Dass sich ein iPad auch zum Lesen von Büchern eignet, dürfte sich mittlerweile herumgesprochen haben; nun stellt sich die Frage, woher bekomme ich den Lesestoff? BTW: Ja, ich weiss, dass ePaper eigentlich angenehmer zum Lesen ist, aber es gibt einfach Situationen in welchen sich die Hintergrundbeleuchtung des iPads als wahrer Segen entpuppt. Im aktuellen Fall ein Zugabteil voll von Schlafbedürftigen mit einer latent gewaltbereiten Opposition gegen die Beleuchtung.

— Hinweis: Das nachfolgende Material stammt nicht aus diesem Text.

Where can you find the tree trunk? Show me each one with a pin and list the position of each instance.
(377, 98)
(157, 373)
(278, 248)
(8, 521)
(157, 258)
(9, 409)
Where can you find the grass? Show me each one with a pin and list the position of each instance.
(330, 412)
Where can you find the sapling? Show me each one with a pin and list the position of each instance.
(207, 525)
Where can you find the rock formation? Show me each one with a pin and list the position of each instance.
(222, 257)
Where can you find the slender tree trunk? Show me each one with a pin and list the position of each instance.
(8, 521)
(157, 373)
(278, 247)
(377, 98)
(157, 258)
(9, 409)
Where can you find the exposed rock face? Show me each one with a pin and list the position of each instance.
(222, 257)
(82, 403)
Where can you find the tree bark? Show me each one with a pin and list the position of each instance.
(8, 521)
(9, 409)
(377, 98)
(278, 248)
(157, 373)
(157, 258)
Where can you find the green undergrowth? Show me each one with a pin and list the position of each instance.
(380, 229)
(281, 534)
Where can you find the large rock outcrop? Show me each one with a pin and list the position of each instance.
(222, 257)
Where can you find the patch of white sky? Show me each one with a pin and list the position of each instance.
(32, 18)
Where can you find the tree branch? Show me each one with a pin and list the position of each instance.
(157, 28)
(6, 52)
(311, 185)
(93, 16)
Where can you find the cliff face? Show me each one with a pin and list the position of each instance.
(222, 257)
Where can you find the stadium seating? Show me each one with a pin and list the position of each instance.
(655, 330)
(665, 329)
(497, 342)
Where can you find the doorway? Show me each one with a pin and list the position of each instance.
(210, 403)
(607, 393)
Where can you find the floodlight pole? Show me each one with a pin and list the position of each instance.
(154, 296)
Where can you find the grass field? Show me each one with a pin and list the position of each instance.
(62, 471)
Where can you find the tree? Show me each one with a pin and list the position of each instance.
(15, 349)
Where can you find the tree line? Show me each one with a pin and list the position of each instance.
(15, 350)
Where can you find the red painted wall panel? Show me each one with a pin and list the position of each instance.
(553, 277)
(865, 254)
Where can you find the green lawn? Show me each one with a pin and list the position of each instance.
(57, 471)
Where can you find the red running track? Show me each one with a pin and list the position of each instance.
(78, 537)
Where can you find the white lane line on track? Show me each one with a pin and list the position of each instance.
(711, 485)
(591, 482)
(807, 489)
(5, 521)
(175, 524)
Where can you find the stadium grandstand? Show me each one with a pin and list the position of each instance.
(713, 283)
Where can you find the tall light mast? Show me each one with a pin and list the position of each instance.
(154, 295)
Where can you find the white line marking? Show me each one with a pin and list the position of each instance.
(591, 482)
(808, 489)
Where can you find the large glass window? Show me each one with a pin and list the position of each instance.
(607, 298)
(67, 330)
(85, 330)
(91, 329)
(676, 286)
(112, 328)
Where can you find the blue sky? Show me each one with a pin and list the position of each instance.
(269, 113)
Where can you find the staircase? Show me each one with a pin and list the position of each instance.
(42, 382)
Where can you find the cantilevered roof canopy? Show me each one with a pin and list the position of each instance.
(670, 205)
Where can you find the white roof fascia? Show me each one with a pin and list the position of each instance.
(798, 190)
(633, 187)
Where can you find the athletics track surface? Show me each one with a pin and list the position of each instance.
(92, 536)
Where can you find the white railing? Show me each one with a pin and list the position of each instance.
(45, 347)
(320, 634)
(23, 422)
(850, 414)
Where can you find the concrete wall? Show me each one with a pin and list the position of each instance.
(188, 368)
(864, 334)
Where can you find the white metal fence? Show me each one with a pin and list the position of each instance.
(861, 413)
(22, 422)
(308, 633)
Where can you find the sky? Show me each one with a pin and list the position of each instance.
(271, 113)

iPad-geeignete eBooks sind aus den verschiedensten Quellen erhältlich. Wer das Ganze einmal testen möchte, sollte sich einfach ein freies eBook auf das iPad laden und ausprobieren, ob das Gadget für die eigenen Lesegewohnheiten geeignet ist. Freie Exemplare bekommt man nicht nur beim Project Gutenberg, sondern auch bei den “üblichen Verdächtigen”. Es handelt sich hierbei entweder um Material welches bereits aus dem Copyright herausgefallen ist, oder um Bücher welche zu Promotionszwecken kostenfrei zur Verfügung gestellt werden. Die eine und / oder andere Spielart findet sich auf jeden Fall bei den drei großen Anbietern von eBooks. Momentan sind mir (iPad-zentrisch gesehen) folgende potentielle Lieferanten bekannt: iBooks betrieben von Apple, der Kindle-Shop betrieben von Amazon, und PagePlace von der Deutschen Telekom.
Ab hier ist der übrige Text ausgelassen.